US 12,277,194 B2
Task prioritized experience replay algorithm for reinforcement learning
Varun Kompella, Kanata (CA); James MacGlashan, Riverside, RI (US); Peter Wurman, Acton, MA (US); and Peter Stone, Austin, TX (US)
Assigned to SONY GROUP CORPORATION, Tokyo (JP)
Filed by Sony Corporation, Tokyo (JP); and Sony Corporation of America, New York, NY (US)
Filed on Sep. 29, 2020, as Appl. No. 17/036,913.
Prior Publication US 2022/0101064 A1, Mar. 31, 2022
Int. Cl. G06N 7/00 (2023.01); G06F 18/21 (2023.01); G06F 18/214 (2023.01); G06N 20/00 (2019.01)

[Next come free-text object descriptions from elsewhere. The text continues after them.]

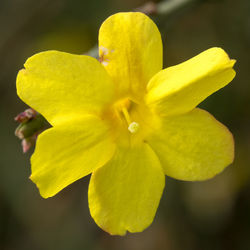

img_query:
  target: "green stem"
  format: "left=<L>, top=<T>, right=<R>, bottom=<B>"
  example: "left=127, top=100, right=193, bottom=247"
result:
left=156, top=0, right=197, bottom=15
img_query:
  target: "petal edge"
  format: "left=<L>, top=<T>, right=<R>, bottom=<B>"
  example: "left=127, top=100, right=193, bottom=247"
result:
left=88, top=143, right=165, bottom=235
left=147, top=108, right=234, bottom=181
left=146, top=48, right=236, bottom=117
left=30, top=115, right=115, bottom=198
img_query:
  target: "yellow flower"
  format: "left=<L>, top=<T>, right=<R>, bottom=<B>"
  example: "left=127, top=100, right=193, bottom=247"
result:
left=16, top=12, right=236, bottom=235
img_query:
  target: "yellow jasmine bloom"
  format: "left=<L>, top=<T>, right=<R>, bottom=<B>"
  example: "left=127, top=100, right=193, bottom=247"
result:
left=16, top=12, right=236, bottom=235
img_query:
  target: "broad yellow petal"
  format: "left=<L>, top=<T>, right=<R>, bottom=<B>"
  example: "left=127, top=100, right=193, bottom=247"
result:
left=30, top=115, right=115, bottom=198
left=146, top=48, right=236, bottom=116
left=17, top=51, right=114, bottom=126
left=147, top=108, right=234, bottom=181
left=88, top=143, right=165, bottom=235
left=99, top=12, right=162, bottom=102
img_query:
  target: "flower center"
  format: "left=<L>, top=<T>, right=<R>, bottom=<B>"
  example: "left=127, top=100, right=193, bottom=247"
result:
left=114, top=98, right=140, bottom=134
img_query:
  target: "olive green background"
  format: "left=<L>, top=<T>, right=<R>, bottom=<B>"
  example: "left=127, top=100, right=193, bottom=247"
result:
left=0, top=0, right=249, bottom=249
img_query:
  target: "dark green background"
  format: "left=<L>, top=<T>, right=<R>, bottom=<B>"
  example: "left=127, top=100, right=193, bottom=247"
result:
left=1, top=0, right=249, bottom=249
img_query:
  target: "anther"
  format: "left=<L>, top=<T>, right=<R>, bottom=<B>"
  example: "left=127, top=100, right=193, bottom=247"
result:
left=128, top=122, right=140, bottom=134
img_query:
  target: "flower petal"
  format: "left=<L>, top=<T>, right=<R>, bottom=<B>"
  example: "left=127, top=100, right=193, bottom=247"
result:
left=30, top=115, right=115, bottom=198
left=146, top=48, right=236, bottom=117
left=147, top=108, right=234, bottom=181
left=88, top=143, right=165, bottom=235
left=99, top=12, right=162, bottom=102
left=17, top=51, right=114, bottom=126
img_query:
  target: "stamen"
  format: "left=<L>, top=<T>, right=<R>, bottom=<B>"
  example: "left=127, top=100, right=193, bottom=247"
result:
left=128, top=122, right=140, bottom=134
left=121, top=107, right=139, bottom=134
left=121, top=107, right=131, bottom=125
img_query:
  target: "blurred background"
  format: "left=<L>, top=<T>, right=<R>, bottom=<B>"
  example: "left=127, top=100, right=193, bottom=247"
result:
left=0, top=0, right=249, bottom=249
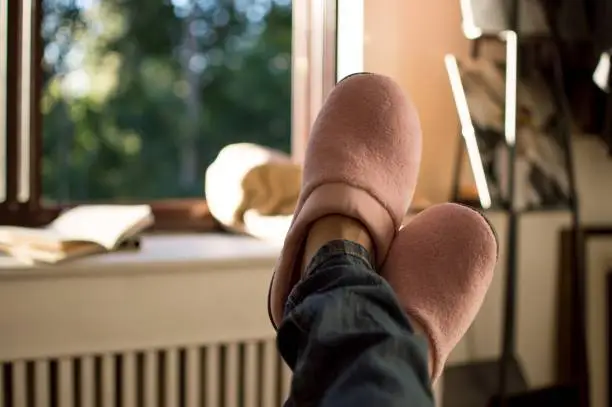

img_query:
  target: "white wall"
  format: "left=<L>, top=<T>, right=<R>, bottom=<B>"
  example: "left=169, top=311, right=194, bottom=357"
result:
left=364, top=0, right=470, bottom=206
left=450, top=211, right=571, bottom=382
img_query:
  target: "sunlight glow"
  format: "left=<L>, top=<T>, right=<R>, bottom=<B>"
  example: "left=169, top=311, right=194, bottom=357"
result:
left=75, top=0, right=96, bottom=9
left=62, top=69, right=92, bottom=98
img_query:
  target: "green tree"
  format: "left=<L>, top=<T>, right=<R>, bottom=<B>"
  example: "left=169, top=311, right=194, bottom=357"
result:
left=41, top=0, right=292, bottom=202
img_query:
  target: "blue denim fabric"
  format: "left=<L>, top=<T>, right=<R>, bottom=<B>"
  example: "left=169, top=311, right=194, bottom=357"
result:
left=277, top=240, right=434, bottom=407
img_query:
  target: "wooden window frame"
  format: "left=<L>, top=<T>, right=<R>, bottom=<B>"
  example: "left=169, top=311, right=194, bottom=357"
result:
left=1, top=0, right=338, bottom=231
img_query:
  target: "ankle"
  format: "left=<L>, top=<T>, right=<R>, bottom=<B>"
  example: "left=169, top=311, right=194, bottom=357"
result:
left=301, top=215, right=373, bottom=273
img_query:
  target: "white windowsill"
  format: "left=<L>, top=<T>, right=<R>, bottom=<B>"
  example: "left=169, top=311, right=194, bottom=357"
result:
left=0, top=234, right=283, bottom=278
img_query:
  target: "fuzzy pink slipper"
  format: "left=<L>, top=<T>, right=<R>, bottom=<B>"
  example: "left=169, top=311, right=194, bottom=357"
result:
left=268, top=73, right=422, bottom=328
left=382, top=203, right=498, bottom=382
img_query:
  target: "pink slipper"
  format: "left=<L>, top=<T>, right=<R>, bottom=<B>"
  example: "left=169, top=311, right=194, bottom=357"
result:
left=268, top=73, right=422, bottom=328
left=382, top=203, right=498, bottom=382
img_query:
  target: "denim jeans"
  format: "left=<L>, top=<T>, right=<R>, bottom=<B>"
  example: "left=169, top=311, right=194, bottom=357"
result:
left=277, top=240, right=434, bottom=407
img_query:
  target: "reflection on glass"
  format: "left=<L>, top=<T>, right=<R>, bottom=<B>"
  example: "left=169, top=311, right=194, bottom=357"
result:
left=41, top=0, right=291, bottom=202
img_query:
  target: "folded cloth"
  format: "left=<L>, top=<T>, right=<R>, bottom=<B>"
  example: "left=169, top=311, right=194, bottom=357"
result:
left=205, top=143, right=302, bottom=234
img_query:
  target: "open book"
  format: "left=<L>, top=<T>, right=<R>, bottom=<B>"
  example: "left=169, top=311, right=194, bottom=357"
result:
left=0, top=205, right=154, bottom=264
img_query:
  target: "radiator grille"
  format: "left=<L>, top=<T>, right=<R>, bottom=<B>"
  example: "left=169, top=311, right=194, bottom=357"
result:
left=0, top=340, right=292, bottom=407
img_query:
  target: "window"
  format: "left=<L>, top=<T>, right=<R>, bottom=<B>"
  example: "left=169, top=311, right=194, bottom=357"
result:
left=0, top=0, right=337, bottom=231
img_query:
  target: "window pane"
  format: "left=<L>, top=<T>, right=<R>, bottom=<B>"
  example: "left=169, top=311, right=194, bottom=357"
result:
left=41, top=0, right=291, bottom=202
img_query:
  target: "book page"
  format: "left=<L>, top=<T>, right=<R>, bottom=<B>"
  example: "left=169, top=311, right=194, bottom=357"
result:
left=50, top=205, right=153, bottom=249
left=0, top=226, right=65, bottom=247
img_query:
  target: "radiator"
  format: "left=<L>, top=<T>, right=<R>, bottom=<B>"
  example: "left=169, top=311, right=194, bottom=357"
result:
left=0, top=340, right=291, bottom=407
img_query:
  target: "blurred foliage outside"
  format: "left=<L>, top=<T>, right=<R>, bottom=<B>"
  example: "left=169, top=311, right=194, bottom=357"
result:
left=42, top=0, right=292, bottom=202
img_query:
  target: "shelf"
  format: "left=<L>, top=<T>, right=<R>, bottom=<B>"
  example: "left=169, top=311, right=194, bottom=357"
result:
left=446, top=55, right=574, bottom=211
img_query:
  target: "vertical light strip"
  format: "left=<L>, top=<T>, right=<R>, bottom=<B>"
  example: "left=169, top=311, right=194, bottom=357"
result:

CPC G06F 18/2178 (2023.01) [G06F 18/214 (2023.01); G06N 20/00 (2019.01)] 18 Claims
OG exemplary drawing
 
1. A method of training an agent in a control loop, comprising:
performing, by the agent, an action (at) sampled from a behavior policy (πb) for an observation (st), wherein the observation comprises information the agent receives, by any means, about an environment of the agent or the agent itself, wherein the information includes one or more of sensory information or signals received through sensory devices; compiled, abstract, or situational information compiled from a collection of the sensory devices combined with stored information; information about people or customers, or to characteristics of the people or the customers; information about internal parts of the agent; proprioceptive information; information regarding current or past actions of the agent; information about an internal state of the agent; information already computed or processed by the agent; and a termination value for each task of a plurality of tasks for which the agent is being trained;
storing a transition tuple in a main buffer of the agent, the transition tuple including {(st, at, rt, st+1)}, where rt is a reward vector for each task of the plurality of tasks for the agent in an environment and st+1 is a next environment state after action (at);
storing a priority value p(i), of the transition tuple with index i in the main buffer;
determining a probability, P(i) of sampling the transition tuple with the index i from the main buffer;
updating transiting priorities for each transition tuple stored in the main buffer;
sampling a minibatch of transition tuples to update the task networks based on the stored priority value p(i) thereof;
determining an action probability distribution parameter, πi(st), of updating task policies for the observation st; and
optimizing the task policies from the updated task networks with an off-policy algorithm, wherein:
data that is prioritized for one task is shared with one or more other tasks to transfer learning between multiple tasks.